Broadcast news, on the other hand, can vary incredibly. If, however, you want to use something you heard or saw on the news, it might be best to balance it by comparing reposts from other sources on the same subject.

The fact that newspapers and magazines cater to a broad audience shouldn’t lull you into thinking that they are credible sources. Most of them don’t always follow any specific format. You’ll also rarely find them referenced or cited.

Although most popular sources aren’t without merit and sometimes contain well-considered writing, your main objective always is to distinguish between sources that command a degree of authority and depth of research from the rest. Such highly-researched newspapers and news reports can add intrinsic academic value if used appropriately.

Academic Vs. Non-Academic Sources

Academic researchers and writers must generally have the necessary skills to identify the differences between academic and non-academic sources accurately. As aforementioned, the main requirement of determining whether a publication is academic or non-academic is if it’s been peer-reviewed.

This module should help you break down sources into different categories that include: print, online, and multimedia. The categorization of academic sources depends greatly on the medium of delivery.

As an academic writer, you should know that sources in almost any medium can be academic or non-academic. And while the verification process may eat into your time and effort, being sure of a source’s authenticity will help earn you more points in your finals.

Academic Sources

Most publications offering academic sources tend to appear kind of bland. They hardly always have color photos or flashy graphics. Other than graphs, charts, and other illustrations that appear mainly in scientific publications, these publications can bore you to sleep. And that’s predominantly because these publications aren’t created in order to make a profit.

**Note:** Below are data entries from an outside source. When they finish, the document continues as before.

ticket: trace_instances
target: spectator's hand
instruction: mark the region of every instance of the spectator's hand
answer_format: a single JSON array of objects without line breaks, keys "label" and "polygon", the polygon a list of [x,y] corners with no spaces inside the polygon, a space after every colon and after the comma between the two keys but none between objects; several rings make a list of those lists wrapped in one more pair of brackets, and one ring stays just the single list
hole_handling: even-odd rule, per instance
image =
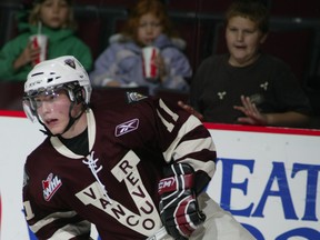
[{"label": "spectator's hand", "polygon": [[26,49],[18,57],[18,59],[13,63],[14,70],[22,68],[26,64],[32,63],[36,61],[38,54],[40,53],[40,48],[32,48],[32,43],[28,42]]},{"label": "spectator's hand", "polygon": [[242,106],[234,106],[233,108],[243,112],[247,117],[238,118],[238,122],[247,124],[257,124],[257,126],[267,126],[268,118],[266,114],[262,114],[251,102],[249,97],[241,96]]},{"label": "spectator's hand", "polygon": [[190,114],[193,114],[194,117],[197,117],[200,121],[204,120],[203,116],[200,112],[196,111],[191,106],[186,104],[182,101],[178,101],[178,106],[180,106],[182,109],[184,109]]},{"label": "spectator's hand", "polygon": [[158,54],[156,60],[154,60],[154,64],[157,66],[158,68],[158,71],[159,71],[159,77],[162,81],[162,79],[167,76],[167,69],[166,69],[166,63],[164,63],[164,60],[162,58],[161,54]]}]

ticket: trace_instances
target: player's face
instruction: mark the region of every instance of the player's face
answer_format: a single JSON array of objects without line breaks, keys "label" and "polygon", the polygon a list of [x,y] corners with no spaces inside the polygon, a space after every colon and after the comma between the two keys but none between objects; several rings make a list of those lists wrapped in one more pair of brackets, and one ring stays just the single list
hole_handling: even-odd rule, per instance
[{"label": "player's face", "polygon": [[70,14],[70,7],[66,0],[46,0],[40,7],[42,22],[52,29],[64,27]]},{"label": "player's face", "polygon": [[250,19],[239,16],[229,19],[226,29],[227,47],[230,52],[229,63],[244,67],[254,62],[266,37]]},{"label": "player's face", "polygon": [[140,18],[138,27],[138,40],[148,46],[152,44],[154,39],[162,32],[160,20],[152,13],[143,14]]},{"label": "player's face", "polygon": [[52,134],[62,133],[69,123],[71,101],[66,90],[43,93],[34,98],[37,112]]}]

Yes, they may sometimes include a little advertising to help offset publication costs. But most academic publications receive subsidies from academic organizations and institutions to support their publications.

Non-Academic Sources

In contrast, non-academic sources are usually written by writers and journalists who aren’t necessarily experts on the subjects they write about. Writers of popular sources also tend to reach a general, broad audience mainly because they keep a style of writing in their content that readers find approachable.

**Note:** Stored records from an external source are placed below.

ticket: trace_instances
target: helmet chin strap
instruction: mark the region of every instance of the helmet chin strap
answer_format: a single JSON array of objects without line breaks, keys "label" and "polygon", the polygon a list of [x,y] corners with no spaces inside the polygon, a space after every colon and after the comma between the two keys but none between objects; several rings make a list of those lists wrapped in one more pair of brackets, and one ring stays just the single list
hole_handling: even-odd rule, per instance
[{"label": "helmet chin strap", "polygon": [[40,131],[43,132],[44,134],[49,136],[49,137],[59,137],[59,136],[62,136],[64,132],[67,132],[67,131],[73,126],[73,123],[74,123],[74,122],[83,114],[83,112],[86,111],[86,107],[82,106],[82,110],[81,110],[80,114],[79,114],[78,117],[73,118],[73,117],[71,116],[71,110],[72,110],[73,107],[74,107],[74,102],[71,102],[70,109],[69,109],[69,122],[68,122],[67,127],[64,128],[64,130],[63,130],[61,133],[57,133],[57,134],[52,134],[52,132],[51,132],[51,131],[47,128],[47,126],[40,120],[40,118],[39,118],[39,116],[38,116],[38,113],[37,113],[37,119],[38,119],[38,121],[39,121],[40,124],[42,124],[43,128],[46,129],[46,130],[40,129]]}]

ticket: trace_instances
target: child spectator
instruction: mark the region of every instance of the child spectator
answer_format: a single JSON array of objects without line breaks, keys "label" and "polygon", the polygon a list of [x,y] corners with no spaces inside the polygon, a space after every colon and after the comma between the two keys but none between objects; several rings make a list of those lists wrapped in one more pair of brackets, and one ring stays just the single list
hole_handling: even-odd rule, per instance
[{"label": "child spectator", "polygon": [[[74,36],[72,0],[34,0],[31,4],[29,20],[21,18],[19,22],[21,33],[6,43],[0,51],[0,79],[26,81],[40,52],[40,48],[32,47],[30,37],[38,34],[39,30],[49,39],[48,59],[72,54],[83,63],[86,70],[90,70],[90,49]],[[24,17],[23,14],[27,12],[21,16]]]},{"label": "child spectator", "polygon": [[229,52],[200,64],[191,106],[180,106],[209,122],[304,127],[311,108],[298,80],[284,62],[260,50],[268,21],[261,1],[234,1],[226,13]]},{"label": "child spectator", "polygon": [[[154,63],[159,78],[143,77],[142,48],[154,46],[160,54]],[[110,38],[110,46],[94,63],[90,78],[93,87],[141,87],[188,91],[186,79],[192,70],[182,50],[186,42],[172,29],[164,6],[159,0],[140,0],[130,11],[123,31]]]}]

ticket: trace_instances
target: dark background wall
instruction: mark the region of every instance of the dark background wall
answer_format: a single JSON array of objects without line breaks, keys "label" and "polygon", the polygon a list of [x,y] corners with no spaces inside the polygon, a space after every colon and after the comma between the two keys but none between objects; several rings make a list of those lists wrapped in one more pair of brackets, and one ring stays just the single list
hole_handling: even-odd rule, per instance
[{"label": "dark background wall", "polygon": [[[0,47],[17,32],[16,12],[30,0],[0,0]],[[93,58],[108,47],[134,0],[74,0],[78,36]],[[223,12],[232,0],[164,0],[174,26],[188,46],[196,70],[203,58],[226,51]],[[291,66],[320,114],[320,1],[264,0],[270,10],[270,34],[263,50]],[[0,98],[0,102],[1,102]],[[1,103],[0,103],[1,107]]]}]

So, it shouldn’t be a surprise when a writer decides to spice things a little to make his or her content more appealing to the readers.

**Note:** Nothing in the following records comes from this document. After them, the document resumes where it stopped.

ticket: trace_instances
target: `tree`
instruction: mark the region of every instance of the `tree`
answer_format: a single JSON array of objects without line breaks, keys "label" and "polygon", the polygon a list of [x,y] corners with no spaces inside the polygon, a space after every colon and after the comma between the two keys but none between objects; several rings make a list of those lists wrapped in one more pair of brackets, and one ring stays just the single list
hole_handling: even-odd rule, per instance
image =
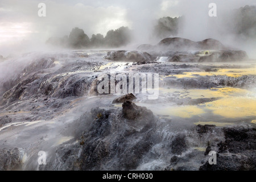
[{"label": "tree", "polygon": [[79,48],[88,47],[90,39],[82,29],[73,28],[68,37],[68,44],[73,48]]},{"label": "tree", "polygon": [[154,34],[158,38],[164,39],[171,36],[174,36],[179,32],[179,25],[181,17],[163,17],[158,19],[154,27]]},{"label": "tree", "polygon": [[109,47],[117,47],[127,44],[130,39],[131,31],[127,27],[121,27],[109,31],[105,38],[105,43]]},{"label": "tree", "polygon": [[98,34],[97,35],[93,34],[90,38],[90,44],[93,47],[102,47],[104,44],[104,36]]}]

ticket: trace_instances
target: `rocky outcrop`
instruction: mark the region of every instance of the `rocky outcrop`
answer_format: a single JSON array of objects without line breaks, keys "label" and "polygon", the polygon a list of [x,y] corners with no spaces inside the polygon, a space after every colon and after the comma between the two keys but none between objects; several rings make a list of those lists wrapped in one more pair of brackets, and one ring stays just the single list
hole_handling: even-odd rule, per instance
[{"label": "rocky outcrop", "polygon": [[152,61],[155,59],[147,52],[137,51],[110,51],[108,52],[105,58],[113,61],[133,62]]},{"label": "rocky outcrop", "polygon": [[152,117],[153,113],[145,107],[140,107],[134,103],[127,101],[123,104],[123,114],[126,119],[134,120],[142,117]]},{"label": "rocky outcrop", "polygon": [[217,164],[210,165],[207,162],[199,169],[256,170],[256,130],[237,127],[224,128],[223,130],[225,140],[218,144],[219,150],[217,154]]},{"label": "rocky outcrop", "polygon": [[181,38],[170,38],[162,40],[156,46],[148,44],[139,46],[137,49],[146,51],[201,51],[201,50],[222,50],[226,48],[219,41],[207,39],[200,42],[192,40]]},{"label": "rocky outcrop", "polygon": [[241,61],[248,58],[245,51],[220,51],[204,55],[200,57],[199,62],[225,62]]},{"label": "rocky outcrop", "polygon": [[120,97],[115,98],[114,100],[113,101],[112,103],[113,104],[123,103],[127,101],[131,101],[135,98],[136,98],[136,97],[134,94],[133,94],[132,93],[129,93],[129,94],[127,94],[125,96],[123,96]]}]

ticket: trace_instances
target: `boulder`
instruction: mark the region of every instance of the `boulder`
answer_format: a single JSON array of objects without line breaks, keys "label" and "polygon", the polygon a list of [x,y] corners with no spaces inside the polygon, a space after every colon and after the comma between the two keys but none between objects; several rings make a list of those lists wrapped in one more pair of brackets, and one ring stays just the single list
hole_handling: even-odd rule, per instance
[{"label": "boulder", "polygon": [[136,105],[131,101],[127,101],[122,105],[123,115],[126,119],[134,120],[142,117],[153,117],[153,113],[145,107]]},{"label": "boulder", "polygon": [[114,101],[113,101],[112,103],[123,103],[127,101],[132,101],[135,98],[136,98],[136,97],[134,94],[133,94],[132,93],[129,93],[115,98],[115,100],[114,100]]},{"label": "boulder", "polygon": [[110,51],[108,52],[105,58],[113,61],[133,62],[152,61],[155,59],[147,52],[137,51]]}]

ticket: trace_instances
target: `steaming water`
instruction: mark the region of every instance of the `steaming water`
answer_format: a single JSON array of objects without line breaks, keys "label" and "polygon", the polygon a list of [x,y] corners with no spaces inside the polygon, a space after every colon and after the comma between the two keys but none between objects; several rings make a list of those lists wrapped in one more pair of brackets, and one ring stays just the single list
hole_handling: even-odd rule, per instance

How Best to Know If Your Source Is Scholarly

The characteristics mentioned below should help you determine whether a source is scholarly or non-scholarly. Ensure you look at each category and its criteria when making your determination. Don’t base your decisions on only a single piece of information.


  • Ensure you check the author’s name in the publication
  • The author’s credentials in the publication
  • Check whether the credentials provided are relevant to the information provided by the author


  • You want to know the publisher of the information
  • Determine whether the publisher is an academic institution, a professional organization or a scholarly
  • Determine the publisher’s reason for publishing the information provided


  • You must also know the intended audience of the published information
  • Check whether the language of the publication is geared towards the intended discipline or the general public


  • Know the reason for publishing the information
  • Ensure you also check the length of the source
  • Check whether the research claims are documented


  • Check the date of the publication and its credibility

You can tell a lot about a source by using the criteria mentioned above. You can also tell from the above data that scholarly sources don’t necessarily need to be from a professional association. Even non-scholarly sources can make for excellent sources.


Describing correct, error-free content is a critical part of any academic writing. You must, therefore, know which sources are best to be used as academic sources. Finding valid sources for scholarly material isn’t as simple as most people put it. You must have a keen eye and idea of what to look for to determine the credibility and authenticity of a source.